FARGO — It is worse than previously anticipated. Meteorologists are now upping the expected snow totals for the Red River Valley, as parts of North Dakota are expected to be pounded by a blizzard, while the Fargo-Moorhead area and western Minnesota are expected to see a winter weather storm.
The North Dakota Department of Transportation advised no travel in northeast North Dakota Thursday evening as high winds and heavy snow created near-zero visibility conditions in areas around Grand Forks, Drayton, Grafton, Pembina and Cooperstown.
Around 7:30 p.m. a travel alert remained in effect for areas around Jamestown, Valley City, Ellendale, Towner, Devils Lake and Carrington due to heavy snow and icy roads.
A number of crashes were reported along I-94 Thursday, and nearly a dozen cars slid off the road between the Buffalo and Valley City exits. Two semis tipped over and one of the drivers had to break his windshield to get out of the cab.
The North Dakota Highway Patrol said only a few minor injuries were reported.
Schools in east-central and northeastern North Dakota announced closures as the storm created hazardous conditions across the region. The University of North Dakota said late Thursday that it would close at 10 p.m. and would remain closed Friday.
Wind will play a factor with this storm, especially over east-central North Dakota where heavy snow could line up with very gusty winds topping off in the 40-60 mph range. A blizzard is expected to develop Friday into Saturday for those areas and travel could be nearly impossible for some.
Rain can be expected for the Interstate 29 corridor and into Minnesota on Thursday. A change of rain to snow will be possible in eastern North Dakota and extreme western and northwestern Minnesota Thursday night into Friday. Periods of rain/snow are forecast for Friday into Saturday for Fargo and Grand Forks.

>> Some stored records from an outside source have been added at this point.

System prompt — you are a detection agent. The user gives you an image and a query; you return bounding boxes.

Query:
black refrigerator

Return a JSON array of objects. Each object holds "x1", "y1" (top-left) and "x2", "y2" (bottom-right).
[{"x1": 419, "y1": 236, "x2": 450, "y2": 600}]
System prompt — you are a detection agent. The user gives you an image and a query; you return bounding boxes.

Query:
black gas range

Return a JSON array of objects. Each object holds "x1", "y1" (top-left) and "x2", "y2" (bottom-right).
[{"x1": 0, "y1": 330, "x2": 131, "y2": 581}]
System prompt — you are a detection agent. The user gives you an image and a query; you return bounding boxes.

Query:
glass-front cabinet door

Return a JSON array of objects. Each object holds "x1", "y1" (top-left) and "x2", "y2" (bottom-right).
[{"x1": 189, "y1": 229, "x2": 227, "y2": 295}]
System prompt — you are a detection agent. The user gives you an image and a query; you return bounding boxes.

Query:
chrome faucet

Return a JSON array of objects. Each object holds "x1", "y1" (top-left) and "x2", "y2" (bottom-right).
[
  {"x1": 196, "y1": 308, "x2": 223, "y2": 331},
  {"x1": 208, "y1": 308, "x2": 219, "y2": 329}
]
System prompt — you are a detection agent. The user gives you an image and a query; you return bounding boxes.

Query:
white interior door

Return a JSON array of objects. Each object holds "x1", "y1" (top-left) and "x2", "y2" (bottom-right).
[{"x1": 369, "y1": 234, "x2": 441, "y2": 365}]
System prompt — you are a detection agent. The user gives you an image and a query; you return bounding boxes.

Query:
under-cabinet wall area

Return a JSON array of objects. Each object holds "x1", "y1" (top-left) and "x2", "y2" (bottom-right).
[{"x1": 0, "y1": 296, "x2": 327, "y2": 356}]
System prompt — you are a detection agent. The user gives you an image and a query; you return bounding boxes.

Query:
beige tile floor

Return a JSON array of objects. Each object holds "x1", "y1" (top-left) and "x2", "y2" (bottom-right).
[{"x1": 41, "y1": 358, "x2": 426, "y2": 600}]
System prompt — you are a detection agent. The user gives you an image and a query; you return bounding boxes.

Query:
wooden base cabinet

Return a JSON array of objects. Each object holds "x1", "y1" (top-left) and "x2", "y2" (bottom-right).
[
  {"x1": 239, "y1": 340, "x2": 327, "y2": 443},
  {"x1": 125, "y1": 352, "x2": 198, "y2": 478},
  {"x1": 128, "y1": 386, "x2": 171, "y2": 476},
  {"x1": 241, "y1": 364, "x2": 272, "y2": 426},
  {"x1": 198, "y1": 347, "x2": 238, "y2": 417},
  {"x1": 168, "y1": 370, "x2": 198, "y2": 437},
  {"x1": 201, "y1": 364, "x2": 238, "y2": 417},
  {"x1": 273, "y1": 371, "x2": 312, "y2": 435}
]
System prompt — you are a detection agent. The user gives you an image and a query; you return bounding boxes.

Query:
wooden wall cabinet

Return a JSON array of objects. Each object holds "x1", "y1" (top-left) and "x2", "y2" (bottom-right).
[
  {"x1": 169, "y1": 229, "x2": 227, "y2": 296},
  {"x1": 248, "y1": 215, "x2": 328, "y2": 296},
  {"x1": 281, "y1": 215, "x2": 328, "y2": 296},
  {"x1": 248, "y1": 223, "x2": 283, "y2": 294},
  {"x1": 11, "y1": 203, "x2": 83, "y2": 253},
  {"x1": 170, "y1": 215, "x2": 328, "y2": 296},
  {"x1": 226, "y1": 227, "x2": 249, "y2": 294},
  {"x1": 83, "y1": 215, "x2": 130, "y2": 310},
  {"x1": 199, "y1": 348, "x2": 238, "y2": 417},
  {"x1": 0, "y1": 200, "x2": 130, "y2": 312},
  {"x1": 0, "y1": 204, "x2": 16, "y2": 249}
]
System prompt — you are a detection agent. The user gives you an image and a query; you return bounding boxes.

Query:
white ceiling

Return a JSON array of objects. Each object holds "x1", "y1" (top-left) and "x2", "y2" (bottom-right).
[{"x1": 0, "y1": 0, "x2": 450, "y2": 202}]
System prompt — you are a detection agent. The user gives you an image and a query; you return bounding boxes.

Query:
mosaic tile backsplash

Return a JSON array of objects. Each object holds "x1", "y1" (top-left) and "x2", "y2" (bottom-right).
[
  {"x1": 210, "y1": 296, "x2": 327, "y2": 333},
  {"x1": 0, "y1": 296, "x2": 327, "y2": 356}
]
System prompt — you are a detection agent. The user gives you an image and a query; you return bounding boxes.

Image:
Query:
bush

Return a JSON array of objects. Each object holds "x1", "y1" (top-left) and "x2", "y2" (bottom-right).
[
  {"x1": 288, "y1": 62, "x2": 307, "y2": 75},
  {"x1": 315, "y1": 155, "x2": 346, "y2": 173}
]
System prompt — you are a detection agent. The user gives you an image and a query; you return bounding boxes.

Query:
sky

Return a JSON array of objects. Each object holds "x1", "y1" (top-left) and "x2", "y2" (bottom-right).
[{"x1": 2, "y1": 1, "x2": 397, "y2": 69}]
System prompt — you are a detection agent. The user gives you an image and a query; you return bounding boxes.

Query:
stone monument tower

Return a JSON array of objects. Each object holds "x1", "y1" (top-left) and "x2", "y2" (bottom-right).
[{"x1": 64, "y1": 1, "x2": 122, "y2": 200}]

Snow amounts near the I-29 corridor are expected to be a total of around 3 - 6 inches at this time but are subject to change if this system takes a different path.

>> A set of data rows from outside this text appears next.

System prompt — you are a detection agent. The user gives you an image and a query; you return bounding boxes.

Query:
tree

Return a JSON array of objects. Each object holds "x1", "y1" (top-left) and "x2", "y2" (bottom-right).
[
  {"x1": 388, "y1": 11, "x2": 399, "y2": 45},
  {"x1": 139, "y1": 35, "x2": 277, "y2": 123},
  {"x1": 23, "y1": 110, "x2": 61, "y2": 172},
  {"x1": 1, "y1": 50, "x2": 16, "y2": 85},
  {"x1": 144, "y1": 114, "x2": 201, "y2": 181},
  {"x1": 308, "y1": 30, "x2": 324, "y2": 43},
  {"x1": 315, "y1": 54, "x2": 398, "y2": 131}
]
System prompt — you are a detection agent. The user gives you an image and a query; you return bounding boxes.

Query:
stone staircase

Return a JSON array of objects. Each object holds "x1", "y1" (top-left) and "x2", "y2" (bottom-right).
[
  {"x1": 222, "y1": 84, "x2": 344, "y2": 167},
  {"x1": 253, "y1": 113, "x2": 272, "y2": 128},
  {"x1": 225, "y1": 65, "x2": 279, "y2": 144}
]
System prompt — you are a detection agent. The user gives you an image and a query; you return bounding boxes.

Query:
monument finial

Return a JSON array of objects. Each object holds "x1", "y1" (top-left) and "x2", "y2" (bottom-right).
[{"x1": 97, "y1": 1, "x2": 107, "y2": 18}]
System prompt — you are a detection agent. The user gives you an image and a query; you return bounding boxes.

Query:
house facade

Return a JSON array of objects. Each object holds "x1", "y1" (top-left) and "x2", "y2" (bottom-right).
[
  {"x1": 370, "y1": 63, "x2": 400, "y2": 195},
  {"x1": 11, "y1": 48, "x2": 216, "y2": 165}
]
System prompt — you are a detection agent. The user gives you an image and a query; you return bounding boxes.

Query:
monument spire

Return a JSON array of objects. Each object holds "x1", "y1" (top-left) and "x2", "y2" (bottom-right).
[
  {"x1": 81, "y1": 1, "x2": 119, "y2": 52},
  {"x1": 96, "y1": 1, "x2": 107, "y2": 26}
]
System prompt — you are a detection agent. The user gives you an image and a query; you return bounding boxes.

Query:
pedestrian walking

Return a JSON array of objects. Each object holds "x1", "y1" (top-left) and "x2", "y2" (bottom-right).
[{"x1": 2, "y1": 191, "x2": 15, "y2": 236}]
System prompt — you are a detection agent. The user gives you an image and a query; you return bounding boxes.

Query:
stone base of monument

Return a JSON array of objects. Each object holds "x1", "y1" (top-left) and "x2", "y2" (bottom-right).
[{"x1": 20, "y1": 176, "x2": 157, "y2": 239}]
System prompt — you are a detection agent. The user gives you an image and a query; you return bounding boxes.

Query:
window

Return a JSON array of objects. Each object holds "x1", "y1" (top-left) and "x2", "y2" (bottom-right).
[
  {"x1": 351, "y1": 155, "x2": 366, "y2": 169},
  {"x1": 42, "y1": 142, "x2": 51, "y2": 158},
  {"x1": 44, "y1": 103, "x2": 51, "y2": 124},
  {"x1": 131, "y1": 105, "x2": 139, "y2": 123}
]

Travel in many areas will simply be impossible once the storm settles in across much of the region, according to Brittany Peterson, a meteorologist with the Weather Service. She said the storm's effects should taper off in the Fargo-Moorhead area by Saturday night.
John Wheeler, chief meteorologist for WDAY-TV, described the weather system that was developing in central North Dakota as "an extremely powerful storm that we don't routinely see."
Wheeler said snowfall predictions in the 18-30 inch range, and possibly more, for parts of central and northeastern North Dakota remained on track as of Thursday morning.
Wheeler said snowfall in the F-M area over the course of the storm could be in the 3-6 inch range, or much higher. Click here for a look at the snow totals seen so far in North Dakota.
Weather Service officials also said the potential for snow in the Red River Valley portion of the region remained highly uncertain, with Peterson calling it an area "we are watching closely."
Stay safe and be prepared for the potential of power outages if heavy snow impacts your area. The heavy snow can weigh down branches as many still have leaves on them.